Reciprocal Altruism (quote)

 The biologist Robert Trivers developed a suggestion from George Williams on how another kind of altruism could evolve (where altruism, again, is defined as behavior that benefits another organism at a cost to the behaver). Dawkins explains it with a hypothetical example. Imagine a species of bird that suffers from a disease-carrying tick and must spend a good deal of time removing them with its beak. It can reach every part of its body but the top of its head. Every bird would benefit if some other bird groomed its head. If the birds in a group all responded to the sight of a head presented to them by grooming it, the group would prosper. But what would happen if a mutant presented its head for grooming but never groomed anyone else? These freeloaders would be parasite-free, and could use the time they saved not grooming others to look for food.
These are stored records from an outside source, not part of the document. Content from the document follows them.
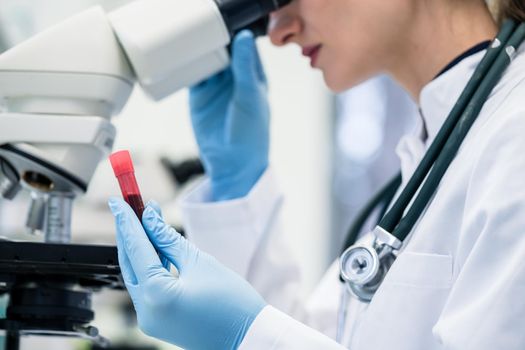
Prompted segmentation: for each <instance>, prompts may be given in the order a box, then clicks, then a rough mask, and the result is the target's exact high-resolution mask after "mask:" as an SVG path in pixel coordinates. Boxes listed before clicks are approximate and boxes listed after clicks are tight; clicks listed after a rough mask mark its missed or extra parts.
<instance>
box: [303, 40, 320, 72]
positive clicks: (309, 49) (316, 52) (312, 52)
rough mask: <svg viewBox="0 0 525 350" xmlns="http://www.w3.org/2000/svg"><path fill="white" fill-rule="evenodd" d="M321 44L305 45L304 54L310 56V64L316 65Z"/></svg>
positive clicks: (312, 65) (312, 66) (303, 49)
With that advantage they would eventually dominate the population, even if it made the group more vulnerable to extinction. The psychologist Roger; Brown explains, "One can imagine a pathetic final act in which all birds on stage present to one another heads that none will groom."

But say a different, grudge-bearing mutant arose. This mutant groomed strangers, groomed birds that in the past had groomed it, but refused to groom birds that had refused to groom it. Once a few of them had gained a toehold, these grudgers could prosper, because they would groom one another and not pay the costs of grooming the cheaters. And once they were established, neither indiscriminate groomers nor cheaters could drive them out, though in some circumstances cheaters could lurk as a minority.

The example is hypothetical, illustrating how altruism among nonkin—
what Trivers called reciprocal altruism—can evolve.